Without a formal authority model, an organization cannot answer the basic compliance questions:
- What is this agent authorized to do? (Scope)
- Who authorized it? (Accountability)
- Under what conditions? (Context)
- How can the authorization be changed or revoked? (Oversight)
- What is the record of every authorization that was granted and exercised? (Audit)
These questions are not new -- they are the same questions that compliance frameworks have asked about human authorization for decades. The difference is that agent systems answer them at machine scale and machine speed, which means the answers must be systematic rather than procedural.

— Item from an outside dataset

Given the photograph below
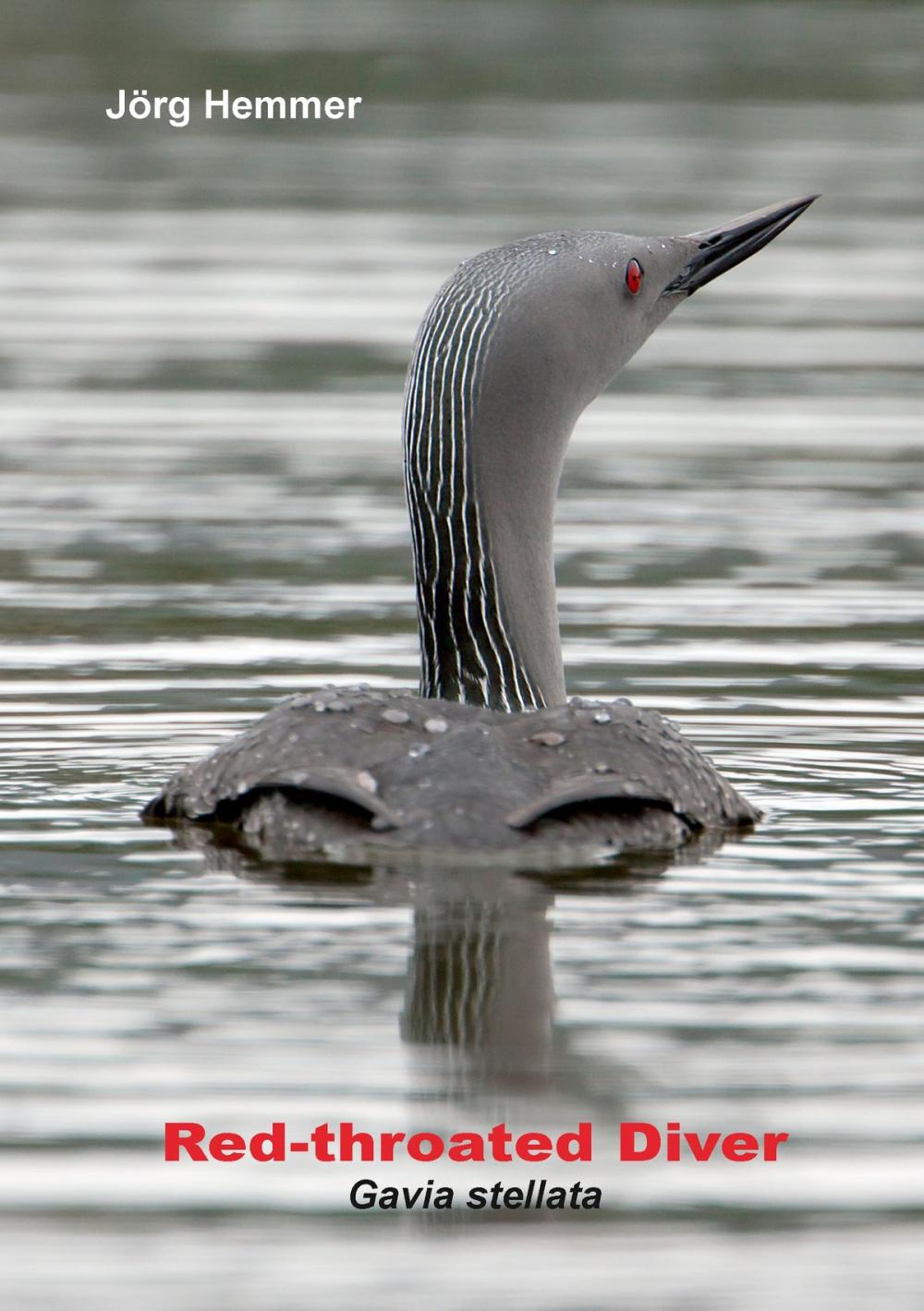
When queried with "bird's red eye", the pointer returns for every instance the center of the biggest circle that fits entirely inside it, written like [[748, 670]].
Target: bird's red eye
[[633, 277]]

Building Decision Infrastructure for Authority
An authority model is not a standalone artifact. It is a component of the broader decision infrastructure for agents that governs what agents can do, how decisions are made, and how outcomes are traced. The authority model sits at the first layer -- it determines which actions are within scope before any decision logic evaluates whether those actions should be taken.
Implementing an authority model requires three concrete components:
- An authority registry that stores all active authority grants (role assignments, delegation tokens, coalition memberships) and supports real-time queries: "does this agent have authority to perform this action on this resource in this context?"
- A policy enforcement point that sits between the agent's action output and the execution layer, querying the authority registry before every consequential action.
- An audit log that records every authority assertion (what was requested), every verification (what was checked), and every outcome (was authority granted, denied, or escalated) -- with the full context needed to replay the decision after the fact.
Teams that are building or evaluating agent systems should treat the authority model as a design decision, not an afterthought. The choice between flat, hierarchical, delegated, and coalition authority shapes the safety envelope of the entire system. Getting it right before production is significantly cheaper than retrofitting it after an incident -- and regulatory frameworks are increasingly making it a requirement, not a recommendation.